Passend zum aktuellen Transplantationsgesetz, welches in der Schweiz zur Debatte steht, werfen wir einen Blick in die Vergangenheit: 1967 hat Christiaan Barnard in Südafrika die erste Herztransplantation durchgeführt. Die Frage ist: Welche Rolle spielte dabei sein schwarzer Assistent Hamilton Naki? Und warum fand die erste Transplantation in Südafrika statt? Cristina Karrer war 2008 im Dokumentarfilm «Hidden Heart» Co-Regisseurin und liefert Antworten.
Barbara Lüthi: Sie haben 2008 den Dokumentarfilm «Hidden Heart» produziert. Man weiss bis heute nicht, ob der schwarze Assistent Hamilton Naki bei der Operation fast mehr übernommen hat als Barnard selbst?
Cristina Karrer: Das ist so, man weiss es bis heute nicht. In Südafrika herrschte damals tiefste Apartheid und es war unglaublich, dass ein Schwarzer im Operationssaal auftauchte.
Es war unglaublich, dass ein Schwarzer während der Apartheid im Operationssaal auftauchte.
Als ich den Film gedreht habe, konnte ich ihn leider nicht mehr befragen, weil er bereits verstorben war. Es gab nur eine amerikanische Fernsehstation, die ihn interviewt hat und man versteht kaum etwas, von dem, was er sagte, ausser: «I did it. But, I did it!»
Sogar Christiaan Barnard selbst soll gesagt haben, dass Naki eigentlich der bessere Chirurg von ihnen beiden war?
Ja, das stimmt, Hamilton Naki konnte besser «nähen» und darauf kommt es bei einer Herztransplantation an. Naki hat in Südafrika vom Präsidenten höchstpersönlich das Verdienstkreuz erhalten, eine sehr hohe Anerkennung.

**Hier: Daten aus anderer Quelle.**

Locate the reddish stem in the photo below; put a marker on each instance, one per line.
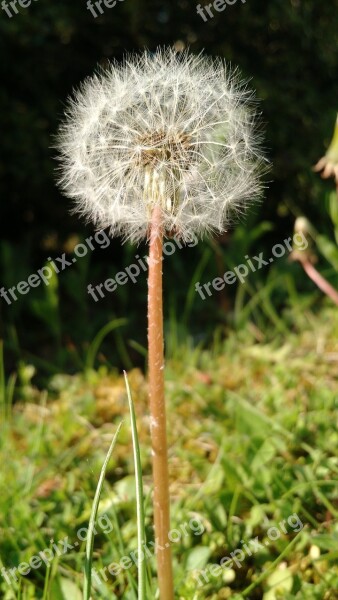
(157, 409)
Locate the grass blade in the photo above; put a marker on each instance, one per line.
(92, 519)
(141, 536)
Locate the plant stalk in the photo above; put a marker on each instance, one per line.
(157, 408)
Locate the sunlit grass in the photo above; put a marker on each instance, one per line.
(253, 439)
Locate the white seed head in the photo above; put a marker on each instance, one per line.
(167, 128)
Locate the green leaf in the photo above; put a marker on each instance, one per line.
(198, 558)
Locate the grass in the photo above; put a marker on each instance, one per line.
(253, 439)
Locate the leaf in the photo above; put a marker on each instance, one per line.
(280, 581)
(198, 558)
(70, 590)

In Südafrika gab es keine Menschenrechte – darum konnte man dort die Transplantation machen.
Während der Arbeit am Film hat mich am meisten beeindruckt, dass ich in den USA einen Zahnarzt gefunden habe, der bei Herr Naki in die Schule ging, in Kapstadt. Stellen Sie sich das mal vor: Naki, der ursprünglich Gärtner war und später einem bekannten und erfolgreichen Zahnarzt Chirurgie beibringt. Er hat in seinem Land extrem viel erreicht, aber leider wurde er dafür auf der internationalen Bühne nie gewürdigt.
Warum war es Mitte der 1960er-Jahre wichtig, dass der Chirurg Barnard, der in Amerika lehrte, in Südafrika eine Herztransplantation durchgeführt hat? Hat das Land davon profitiert?
Ja, total. In dem Jahr, als die Herztransplantation durchgeführt wurde, ereignete sich das sogenannte «Massaker von Sharpeville», welches weltweit verurteilt wurde. Der Ruf von Südafrika war im Keller und das Land war isoliert. Dann kam Barnard, ein gutaussehender Star-Chirurg, ein Lichtschimmer. Für Südafrika war er die absolute Rettung. Kapstadt wurde dann plötzlich zum Zentrum von Herztransplantationen.
Da es sich um die weltweit erste Herztransplantation handelte: Gab es nicht auch juristische Fragezeichen, ob man das überhaupt machen durfte?
Es gab absolute Fragezeichen. Aber in Südafrika gab es keine Menschenrechte und darum konnte man die Transplantation dort machen. Auch die Amerikaner waren daran, es war ein Wettrennen, wer zuerst ist. Barnard hatte seine Technologie eigentlich von den Amerikanern abgeschaut. Aber dort konnte er es nicht machen.
Weil der Hirntod in den USA noch nicht definiert war: Dieser wurde erst ein Jahr nach der Operation von einem Komitee in Harvard festgelegt.
Genau, auch in Südafrika war der Hirntod noch nicht definiert, aber dort konnte Barnard die Operation trotzdem durchführen, quasi unter dem Tisch. Er hat niemandem gesagt, was er da jetzt konkret macht. Ehrlich gesagt, es war eine Nacht-und-Nebel-Aktion und es war ein wenig wie der medizinische Wilde Westen.